Nur 63km Anfahrt nach Oberstdorf - da bin ich natürlich dabei!


----------



## Osti (16. September 2011)

den Termin in Oberstdorf habe ich mir mal notiert, mal das Fanes seinen Pinion Bruder beschnuppern lassen


----------



## ollo (17. September 2011)

keiner im Harz  ......wie gut dann habe ich alle Modelle für mich und kann sie schon mal auf Haltbarkeit testen


----------



## Lord Helmchen (17. September 2011)

Bin dabei!


----------



## Ripgid (18. September 2011)

@ollo
doch, werde auch in Bad Grund aufschlagen.. hoffe mal, man kommt auch dazu mal ein Pinion probe zu fahren...


----------



## Frorider Ben (18. September 2011)

gemeldet mit 2 Mann für Bad Grund.
@Stefan: dann sieht man sich ja mal wieder.


----------



## Cawi (24. September 2011)

kann man denn reservieren??  dann nehm ich mal ein pinion in brixen 
gibts schon infos wie sie aufgebaut sind?? BITTE bitte bitte mit coil-gabel, am liebsten ne Marzocchi^^


----------



## Nill (26. September 2011)

.


----------



## AlutechCycles (28. September 2011)

*Achtung!*

Die Location in Bad Grund hat sich minimal geändert.
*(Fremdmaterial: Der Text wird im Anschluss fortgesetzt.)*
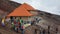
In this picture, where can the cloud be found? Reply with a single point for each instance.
(52, 6)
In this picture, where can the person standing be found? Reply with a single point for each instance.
(56, 30)
(43, 31)
(3, 20)
(48, 29)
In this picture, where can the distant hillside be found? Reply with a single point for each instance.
(7, 6)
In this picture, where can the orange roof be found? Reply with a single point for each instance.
(27, 6)
(20, 11)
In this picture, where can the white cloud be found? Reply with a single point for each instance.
(52, 6)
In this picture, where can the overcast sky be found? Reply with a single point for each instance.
(52, 6)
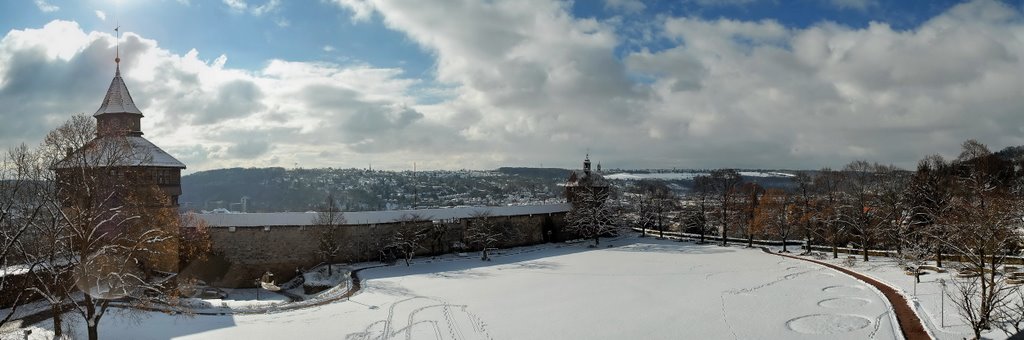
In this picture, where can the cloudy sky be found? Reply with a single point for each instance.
(480, 84)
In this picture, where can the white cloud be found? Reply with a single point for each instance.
(860, 5)
(361, 9)
(719, 3)
(527, 76)
(626, 5)
(211, 115)
(45, 6)
(524, 82)
(243, 6)
(238, 5)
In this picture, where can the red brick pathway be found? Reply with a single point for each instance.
(909, 324)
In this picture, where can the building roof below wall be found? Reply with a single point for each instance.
(373, 217)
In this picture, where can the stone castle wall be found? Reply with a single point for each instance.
(244, 253)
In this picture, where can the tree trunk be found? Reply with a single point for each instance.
(93, 332)
(57, 321)
(725, 236)
(91, 320)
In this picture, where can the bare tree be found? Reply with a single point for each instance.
(930, 196)
(485, 234)
(890, 203)
(119, 226)
(330, 218)
(726, 183)
(654, 202)
(20, 185)
(856, 210)
(409, 234)
(827, 186)
(593, 215)
(695, 215)
(804, 208)
(774, 213)
(986, 215)
(749, 201)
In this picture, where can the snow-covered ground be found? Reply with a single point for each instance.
(928, 296)
(689, 175)
(639, 289)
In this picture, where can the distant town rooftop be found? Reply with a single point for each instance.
(374, 217)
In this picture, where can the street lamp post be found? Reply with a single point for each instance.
(942, 303)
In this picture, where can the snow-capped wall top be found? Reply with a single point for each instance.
(120, 152)
(372, 217)
(118, 99)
Wir sind jetzt direkt in der Ortsmitte am Markt: http://g.co/maps/tdmvg

Wir freuen uns auf Euch!


----------



## MTB-News.de




----------



## ollo (28. September 2011)

jaha und da gibt es auch Bratwurst und Bier........für Müde Testfahrer, allerdings nicht beim Jü sondern beim "12 Gründe für Bad Grund" Event


----------



## Moonboot42 (28. September 2011)

Mist verdammter, da bin ich ja jeweils gut weit Weg vom Schuß, würde ja zu gerna mal so ein Rädchen fahren.


----------



## hoschi2007 (29. September 2011)

In Hessen gibt es auch Testfahrer, die mal bedient werden wollen...


----------



## Masberg (5. Oktober 2011)

Ich bin in Brixen und will unbedingt die Fanes in M auf Plose Trails fahren.
Setzt mich bitte auf "die" Liste an 1!


----------